CN108615957A - The shape battery group method that liquid cooling/heating and fin conduct heat compound - Google Patents

Abstract

The method of forming a battery group by combining liquid cooling/heating and fin heat transfer relates to the field of thermal management of batteries. A composite grouping method that complies with domestic electric vehicle liquid cooling/heating and fin heat transfer is designed for cylindrical batteries. In this method, the fins are perforated according to the arrangement of batteries and the arrangement of cooling pipes. A certain number of fins are arranged on the battery and the heat exchange tube through the installation holes on the fins, and a certain amount of phase change material can be filled in the gaps of the fins when cooling the battery. In this method, the heat exchange area is increased through the fins, and the liquid in the tube is used to cool or heat the battery.
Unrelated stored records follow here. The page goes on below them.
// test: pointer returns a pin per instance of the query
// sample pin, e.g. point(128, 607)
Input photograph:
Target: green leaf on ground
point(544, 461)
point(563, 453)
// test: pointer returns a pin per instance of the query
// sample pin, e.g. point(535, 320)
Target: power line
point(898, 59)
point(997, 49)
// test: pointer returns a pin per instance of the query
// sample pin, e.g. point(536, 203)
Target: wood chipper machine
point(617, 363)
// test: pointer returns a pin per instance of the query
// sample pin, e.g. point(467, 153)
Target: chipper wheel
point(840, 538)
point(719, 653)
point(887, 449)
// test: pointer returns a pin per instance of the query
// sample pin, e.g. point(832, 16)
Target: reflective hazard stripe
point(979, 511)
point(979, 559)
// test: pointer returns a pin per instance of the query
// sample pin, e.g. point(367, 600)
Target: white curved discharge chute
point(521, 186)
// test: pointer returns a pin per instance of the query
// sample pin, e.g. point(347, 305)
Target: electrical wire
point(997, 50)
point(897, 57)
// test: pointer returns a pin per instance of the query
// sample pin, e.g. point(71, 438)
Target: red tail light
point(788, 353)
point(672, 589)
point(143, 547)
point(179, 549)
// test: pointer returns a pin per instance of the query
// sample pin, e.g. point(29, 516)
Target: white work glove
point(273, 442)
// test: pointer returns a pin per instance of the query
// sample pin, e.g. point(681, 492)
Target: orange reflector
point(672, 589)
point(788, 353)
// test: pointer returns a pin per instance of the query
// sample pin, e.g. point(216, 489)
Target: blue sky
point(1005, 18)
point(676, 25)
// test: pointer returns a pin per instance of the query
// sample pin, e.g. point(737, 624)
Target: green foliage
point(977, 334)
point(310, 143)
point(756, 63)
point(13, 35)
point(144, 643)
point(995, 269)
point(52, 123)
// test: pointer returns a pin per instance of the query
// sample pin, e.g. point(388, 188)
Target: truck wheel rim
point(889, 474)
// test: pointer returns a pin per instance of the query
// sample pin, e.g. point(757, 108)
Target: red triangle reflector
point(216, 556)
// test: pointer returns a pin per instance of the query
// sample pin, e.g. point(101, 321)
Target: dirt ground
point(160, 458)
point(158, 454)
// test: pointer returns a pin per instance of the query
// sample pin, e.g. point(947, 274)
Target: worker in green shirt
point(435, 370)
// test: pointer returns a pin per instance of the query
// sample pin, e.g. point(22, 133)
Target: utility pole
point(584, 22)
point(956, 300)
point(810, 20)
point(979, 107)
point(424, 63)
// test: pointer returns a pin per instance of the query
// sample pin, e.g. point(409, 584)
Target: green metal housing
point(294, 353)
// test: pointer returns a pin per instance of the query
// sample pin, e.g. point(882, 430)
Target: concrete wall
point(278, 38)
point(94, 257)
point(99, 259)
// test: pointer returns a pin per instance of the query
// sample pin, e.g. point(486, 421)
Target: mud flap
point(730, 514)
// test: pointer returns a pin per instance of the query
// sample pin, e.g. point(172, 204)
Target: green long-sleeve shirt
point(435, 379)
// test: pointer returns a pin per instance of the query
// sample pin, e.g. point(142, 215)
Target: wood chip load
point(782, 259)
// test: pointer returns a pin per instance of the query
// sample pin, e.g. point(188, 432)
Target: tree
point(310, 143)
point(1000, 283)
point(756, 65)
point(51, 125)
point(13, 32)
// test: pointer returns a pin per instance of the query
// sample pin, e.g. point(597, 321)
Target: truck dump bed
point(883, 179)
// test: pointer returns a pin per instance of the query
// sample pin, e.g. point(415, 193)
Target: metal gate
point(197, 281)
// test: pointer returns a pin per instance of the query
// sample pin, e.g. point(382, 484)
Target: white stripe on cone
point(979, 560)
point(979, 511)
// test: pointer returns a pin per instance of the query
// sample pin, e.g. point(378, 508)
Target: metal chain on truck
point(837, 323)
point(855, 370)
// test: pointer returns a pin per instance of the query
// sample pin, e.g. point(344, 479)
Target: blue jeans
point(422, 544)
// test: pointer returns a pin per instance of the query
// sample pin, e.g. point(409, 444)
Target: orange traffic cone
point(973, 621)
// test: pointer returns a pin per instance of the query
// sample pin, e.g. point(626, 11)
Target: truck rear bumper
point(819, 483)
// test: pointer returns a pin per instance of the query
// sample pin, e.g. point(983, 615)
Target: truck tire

This method is easy to adjust the number and spacing of fins and the amount of phase change material according to the design requirements of thermal management, which increases the heat exchange area between the battery and the heat exchange tube, thereby enhancing the heat exchange effect between the liquid and the battery, and improving the temperature of the battery. Uniformity, prolonging the life of the battery system. The liquid and the battery realize indirect heat exchange through the fins, which can improve the safety of the battery system.

Description

Liquid cooling/heating and fin heat transfer combined method to form a battery pack

technical field

The invention relates to the field of thermal management of batteries of pure electric vehicles (pure electric vehicles, hybrid electric vehicles).

Background technique

In the context of energy crisis, global warming, environmental pollution and other environmental problems, electric vehicles are increasingly becoming the development direction of future automobiles. With the deepening of electric vehicle research, batteries, as a key component of electric vehicles, have gradually become a research hotspot, and the performance of batteries is an important factor in the development of electric vehicles.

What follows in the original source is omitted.